European Union Monetary Affairs chief Olli Rehn said he was confident that there would be agreement “to identify and address global imbalances,” but that discussions on the precise indicators were still continuing.

The talks Friday focused on coming up with a list of indicators to measure imbalances: current accounts, real effective exchange rates, currency reserves as well as public and private debt levels, Rehn said. Current accounts measure trade and capital flows into and out of a country.

Germany’s Deputy Finance Minister Joerg Asmussen said a majority of countries supported sticking to those five indicators. China, in particular, has so far opposed targeting exchange rates as it has resisted letting its own currency, the yuan, appreciate more quickly against the dollar.

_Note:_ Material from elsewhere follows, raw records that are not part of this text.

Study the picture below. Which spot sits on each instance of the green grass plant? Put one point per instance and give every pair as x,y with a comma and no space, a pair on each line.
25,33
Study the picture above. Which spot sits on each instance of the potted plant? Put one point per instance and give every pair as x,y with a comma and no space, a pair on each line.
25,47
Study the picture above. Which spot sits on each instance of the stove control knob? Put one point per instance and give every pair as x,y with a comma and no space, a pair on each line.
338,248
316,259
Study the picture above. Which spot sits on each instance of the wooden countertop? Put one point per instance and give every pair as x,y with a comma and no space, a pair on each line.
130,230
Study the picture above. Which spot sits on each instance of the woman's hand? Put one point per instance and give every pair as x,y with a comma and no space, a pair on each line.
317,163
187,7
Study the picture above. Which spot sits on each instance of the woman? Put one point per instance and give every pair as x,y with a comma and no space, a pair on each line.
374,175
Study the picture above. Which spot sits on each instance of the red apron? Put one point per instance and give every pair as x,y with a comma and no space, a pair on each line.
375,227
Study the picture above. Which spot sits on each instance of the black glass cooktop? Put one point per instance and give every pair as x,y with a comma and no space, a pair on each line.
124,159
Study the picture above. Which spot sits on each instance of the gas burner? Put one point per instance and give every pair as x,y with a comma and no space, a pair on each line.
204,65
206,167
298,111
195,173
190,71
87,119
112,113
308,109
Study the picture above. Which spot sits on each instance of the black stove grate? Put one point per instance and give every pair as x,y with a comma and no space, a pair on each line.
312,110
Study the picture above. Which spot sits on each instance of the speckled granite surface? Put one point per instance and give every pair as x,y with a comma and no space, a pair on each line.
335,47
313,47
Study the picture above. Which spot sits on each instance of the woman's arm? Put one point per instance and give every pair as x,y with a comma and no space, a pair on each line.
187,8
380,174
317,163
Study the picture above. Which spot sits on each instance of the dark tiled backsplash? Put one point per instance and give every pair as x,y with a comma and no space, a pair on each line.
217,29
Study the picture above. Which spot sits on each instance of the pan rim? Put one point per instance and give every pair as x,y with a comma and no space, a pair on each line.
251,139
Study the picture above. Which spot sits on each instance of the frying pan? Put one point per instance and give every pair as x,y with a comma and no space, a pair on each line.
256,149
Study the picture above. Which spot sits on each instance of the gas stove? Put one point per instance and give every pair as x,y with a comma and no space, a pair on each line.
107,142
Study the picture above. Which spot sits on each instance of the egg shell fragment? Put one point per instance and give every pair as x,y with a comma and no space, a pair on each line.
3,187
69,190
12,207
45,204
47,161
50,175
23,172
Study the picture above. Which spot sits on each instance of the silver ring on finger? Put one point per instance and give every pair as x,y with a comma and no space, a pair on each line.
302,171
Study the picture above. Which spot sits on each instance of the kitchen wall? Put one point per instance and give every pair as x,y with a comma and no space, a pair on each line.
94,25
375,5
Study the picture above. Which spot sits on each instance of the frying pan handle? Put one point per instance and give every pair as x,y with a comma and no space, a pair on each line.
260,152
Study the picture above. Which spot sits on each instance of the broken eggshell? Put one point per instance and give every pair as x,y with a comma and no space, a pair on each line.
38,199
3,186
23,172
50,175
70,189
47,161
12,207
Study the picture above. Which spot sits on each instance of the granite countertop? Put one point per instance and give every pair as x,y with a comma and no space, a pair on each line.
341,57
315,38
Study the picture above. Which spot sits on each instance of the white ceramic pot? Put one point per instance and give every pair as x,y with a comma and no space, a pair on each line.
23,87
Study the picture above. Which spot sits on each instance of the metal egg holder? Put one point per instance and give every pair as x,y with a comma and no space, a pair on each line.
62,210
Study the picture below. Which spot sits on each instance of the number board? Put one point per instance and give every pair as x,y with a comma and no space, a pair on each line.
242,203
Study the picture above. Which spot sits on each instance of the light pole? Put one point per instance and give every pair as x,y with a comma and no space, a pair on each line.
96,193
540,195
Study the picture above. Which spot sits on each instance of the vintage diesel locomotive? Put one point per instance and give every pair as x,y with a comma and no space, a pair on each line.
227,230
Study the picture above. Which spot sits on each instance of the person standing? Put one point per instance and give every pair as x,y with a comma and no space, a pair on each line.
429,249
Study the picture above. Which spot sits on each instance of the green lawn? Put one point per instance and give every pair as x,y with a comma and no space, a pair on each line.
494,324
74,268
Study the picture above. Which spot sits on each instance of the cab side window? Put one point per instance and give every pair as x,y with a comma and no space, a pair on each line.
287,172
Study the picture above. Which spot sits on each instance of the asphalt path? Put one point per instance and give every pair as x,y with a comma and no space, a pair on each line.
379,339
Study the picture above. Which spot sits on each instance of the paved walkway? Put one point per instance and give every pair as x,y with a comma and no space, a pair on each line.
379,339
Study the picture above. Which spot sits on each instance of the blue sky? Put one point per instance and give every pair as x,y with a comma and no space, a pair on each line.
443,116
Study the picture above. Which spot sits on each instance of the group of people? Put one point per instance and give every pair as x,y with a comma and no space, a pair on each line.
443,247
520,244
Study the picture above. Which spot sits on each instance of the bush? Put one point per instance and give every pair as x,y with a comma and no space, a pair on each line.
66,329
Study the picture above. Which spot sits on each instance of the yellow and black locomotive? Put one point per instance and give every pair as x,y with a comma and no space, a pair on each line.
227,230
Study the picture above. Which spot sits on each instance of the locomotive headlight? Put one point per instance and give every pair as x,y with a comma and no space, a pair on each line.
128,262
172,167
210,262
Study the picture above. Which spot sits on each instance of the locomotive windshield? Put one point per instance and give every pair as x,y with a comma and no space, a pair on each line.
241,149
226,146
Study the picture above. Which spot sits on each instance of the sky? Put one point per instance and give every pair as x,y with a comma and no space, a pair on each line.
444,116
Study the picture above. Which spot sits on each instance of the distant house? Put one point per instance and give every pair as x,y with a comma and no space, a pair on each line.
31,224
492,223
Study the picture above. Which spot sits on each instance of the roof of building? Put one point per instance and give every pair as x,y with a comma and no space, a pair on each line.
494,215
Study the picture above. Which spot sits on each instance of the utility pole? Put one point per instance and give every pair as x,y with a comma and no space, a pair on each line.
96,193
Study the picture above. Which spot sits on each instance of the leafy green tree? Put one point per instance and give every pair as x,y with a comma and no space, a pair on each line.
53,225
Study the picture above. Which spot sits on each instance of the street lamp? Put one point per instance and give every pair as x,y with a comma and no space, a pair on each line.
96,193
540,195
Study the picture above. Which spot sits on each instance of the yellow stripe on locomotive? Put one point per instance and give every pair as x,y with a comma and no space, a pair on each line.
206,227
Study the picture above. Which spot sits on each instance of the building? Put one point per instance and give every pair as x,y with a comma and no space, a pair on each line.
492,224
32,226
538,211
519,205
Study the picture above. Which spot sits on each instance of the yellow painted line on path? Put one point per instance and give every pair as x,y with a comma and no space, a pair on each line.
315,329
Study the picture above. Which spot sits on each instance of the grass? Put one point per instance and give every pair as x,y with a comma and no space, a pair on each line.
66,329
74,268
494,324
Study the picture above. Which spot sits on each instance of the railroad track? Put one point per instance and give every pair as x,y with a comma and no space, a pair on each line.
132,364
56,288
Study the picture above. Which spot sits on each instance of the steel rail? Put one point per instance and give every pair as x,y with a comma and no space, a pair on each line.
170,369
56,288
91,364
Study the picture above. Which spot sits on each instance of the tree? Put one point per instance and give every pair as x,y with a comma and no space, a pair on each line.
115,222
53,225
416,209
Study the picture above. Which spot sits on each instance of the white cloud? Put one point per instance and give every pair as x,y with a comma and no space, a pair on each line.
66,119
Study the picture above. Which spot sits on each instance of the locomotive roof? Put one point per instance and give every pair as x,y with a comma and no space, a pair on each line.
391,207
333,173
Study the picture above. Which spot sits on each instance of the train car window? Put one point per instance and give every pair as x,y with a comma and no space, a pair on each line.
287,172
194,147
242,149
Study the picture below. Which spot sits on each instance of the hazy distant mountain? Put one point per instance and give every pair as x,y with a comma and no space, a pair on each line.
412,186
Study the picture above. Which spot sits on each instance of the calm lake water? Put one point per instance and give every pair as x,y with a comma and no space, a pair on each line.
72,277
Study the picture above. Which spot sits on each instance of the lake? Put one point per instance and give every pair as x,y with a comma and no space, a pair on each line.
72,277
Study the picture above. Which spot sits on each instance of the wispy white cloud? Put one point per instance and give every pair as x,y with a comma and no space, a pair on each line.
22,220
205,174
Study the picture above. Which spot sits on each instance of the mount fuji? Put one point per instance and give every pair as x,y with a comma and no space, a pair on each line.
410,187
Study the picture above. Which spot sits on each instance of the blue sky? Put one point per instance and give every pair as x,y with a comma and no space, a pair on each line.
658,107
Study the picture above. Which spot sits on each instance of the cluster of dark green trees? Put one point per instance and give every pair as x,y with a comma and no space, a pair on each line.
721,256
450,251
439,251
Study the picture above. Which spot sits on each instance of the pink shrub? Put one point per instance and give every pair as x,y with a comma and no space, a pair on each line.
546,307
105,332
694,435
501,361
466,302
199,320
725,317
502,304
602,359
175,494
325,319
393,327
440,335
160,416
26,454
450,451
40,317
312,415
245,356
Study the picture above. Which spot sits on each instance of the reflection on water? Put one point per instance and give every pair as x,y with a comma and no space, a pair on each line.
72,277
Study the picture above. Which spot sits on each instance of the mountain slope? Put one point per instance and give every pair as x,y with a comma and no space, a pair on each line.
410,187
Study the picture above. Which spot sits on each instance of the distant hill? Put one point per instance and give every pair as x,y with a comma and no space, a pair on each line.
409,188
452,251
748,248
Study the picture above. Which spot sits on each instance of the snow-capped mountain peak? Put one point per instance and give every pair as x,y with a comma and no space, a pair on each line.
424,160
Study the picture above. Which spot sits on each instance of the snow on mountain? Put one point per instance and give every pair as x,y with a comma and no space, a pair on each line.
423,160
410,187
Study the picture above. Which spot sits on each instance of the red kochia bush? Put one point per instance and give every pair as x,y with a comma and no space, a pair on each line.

French Finance Minister Christina Lagarde warned that a failure to address imbalances “leads us straight into the wall of another debt crisis.” President Nicolas Sarkozy said countries must not get complacent, because big parts of the world are starting to recover from the crisis and had championed the G20 as the new platform for global decision-making.

“That would be the death of the G20,” Sarkozy warned.

France has set an ambitious agenda for its G20 presidency in an attempt to revive the grouping, after a meeting of heads of state in Seoul last year failed to come up with specific yardsticks for measuring imbalances. But the year’s first gathering in Paris left many of the more difficult questions to be decided at later meetings.

In their working groups today, officials will not even attempt to set firm limits for when imbalances actually become dangerous.